When he created the Mount Washington detector in 1955, Lockwood probably had no idea that it would be the start of a space science program now noted worldwide. "When the U.S. had the capability to put a satellite in orbit," says Berrien Moore III, director of the UNH Institute for the Study of Earth, Oceans, and Space, "we had the ability to put instrumentation on that satellite." During the past half-century, UNH has been a part of nearly 30 NASA missions, including a dozen in the 1990s alone. Currently, 27 faculty members, 10 research scientists, 25 engineers and dozens of undergraduate and graduate students study space weather, solar flares, cosmic rays and the workings of plasma.
What do they hope to learn? Nothing less than how the universe works.

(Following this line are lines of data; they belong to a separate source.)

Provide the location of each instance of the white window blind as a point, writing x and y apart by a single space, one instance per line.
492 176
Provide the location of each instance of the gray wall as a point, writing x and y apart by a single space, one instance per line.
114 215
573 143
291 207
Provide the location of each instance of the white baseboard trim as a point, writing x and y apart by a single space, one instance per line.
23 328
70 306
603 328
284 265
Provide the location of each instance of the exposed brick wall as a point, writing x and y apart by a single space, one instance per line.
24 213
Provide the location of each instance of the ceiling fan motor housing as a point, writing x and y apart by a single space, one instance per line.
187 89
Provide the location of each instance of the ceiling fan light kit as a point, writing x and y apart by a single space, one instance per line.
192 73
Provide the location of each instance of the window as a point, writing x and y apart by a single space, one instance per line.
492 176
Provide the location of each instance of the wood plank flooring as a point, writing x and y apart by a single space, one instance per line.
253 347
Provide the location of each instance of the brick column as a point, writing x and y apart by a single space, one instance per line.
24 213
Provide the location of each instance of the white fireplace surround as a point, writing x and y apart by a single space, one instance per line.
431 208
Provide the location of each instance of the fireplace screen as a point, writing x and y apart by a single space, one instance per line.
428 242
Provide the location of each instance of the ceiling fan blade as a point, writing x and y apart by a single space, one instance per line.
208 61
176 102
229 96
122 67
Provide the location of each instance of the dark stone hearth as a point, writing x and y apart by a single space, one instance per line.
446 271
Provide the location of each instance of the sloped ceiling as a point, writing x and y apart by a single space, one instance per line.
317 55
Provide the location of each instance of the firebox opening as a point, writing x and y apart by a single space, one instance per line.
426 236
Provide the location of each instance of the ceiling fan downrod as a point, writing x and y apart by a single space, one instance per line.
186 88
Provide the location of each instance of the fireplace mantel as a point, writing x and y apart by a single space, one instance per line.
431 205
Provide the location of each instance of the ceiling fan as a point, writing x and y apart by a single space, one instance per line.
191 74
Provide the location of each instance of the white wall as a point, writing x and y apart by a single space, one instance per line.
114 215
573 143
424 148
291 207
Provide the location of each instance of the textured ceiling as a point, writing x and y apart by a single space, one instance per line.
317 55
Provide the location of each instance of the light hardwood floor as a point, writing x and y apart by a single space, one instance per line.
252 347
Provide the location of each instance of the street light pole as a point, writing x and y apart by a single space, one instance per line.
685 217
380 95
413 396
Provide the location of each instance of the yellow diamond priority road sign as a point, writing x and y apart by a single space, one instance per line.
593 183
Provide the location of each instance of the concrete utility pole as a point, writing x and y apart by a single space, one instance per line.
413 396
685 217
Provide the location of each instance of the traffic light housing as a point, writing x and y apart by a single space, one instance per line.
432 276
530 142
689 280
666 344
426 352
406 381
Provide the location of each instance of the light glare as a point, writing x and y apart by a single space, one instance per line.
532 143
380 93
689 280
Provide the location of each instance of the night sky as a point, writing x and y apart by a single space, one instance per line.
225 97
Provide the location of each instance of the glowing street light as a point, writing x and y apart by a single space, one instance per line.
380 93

Talk to some of UNH's space scientists for a while and you begin to acquire a different view of mankind's preoccupation with Earth. It turns out it's a big place out there. What we normally think of as space—planets, moons, stars, comets, supernovas—is less than 1 percent of the universe. All the rest is a new, almost entirely unexplored frontier.
Space physics is a young field because until recently, humans were earth-bound. That began to change after Robert Goddard launched the world's first liquid-fueled rocket in 1926, and by the 1960s, launch vehicles were available to put experiments both in the Earth's upper atmosphere and in deep space. The data these instruments collect will not only help scientists explain some of the most fundamental questions of physics but may help to solve some of our most pressing problems, including a source of cheap, clean energy.
Beyond Plasma TVs
Ask most people to define the word plasma, and they'll probably mention blood transfusions or a kind of TV screen. To space scientists, plasma means only one thing: the fourth state of matter. Plasmas, which constitute almost all of space, are tricky and unpredictable. They can behave like fluids but they exhibit bizarre, hard-to-understand behaviors.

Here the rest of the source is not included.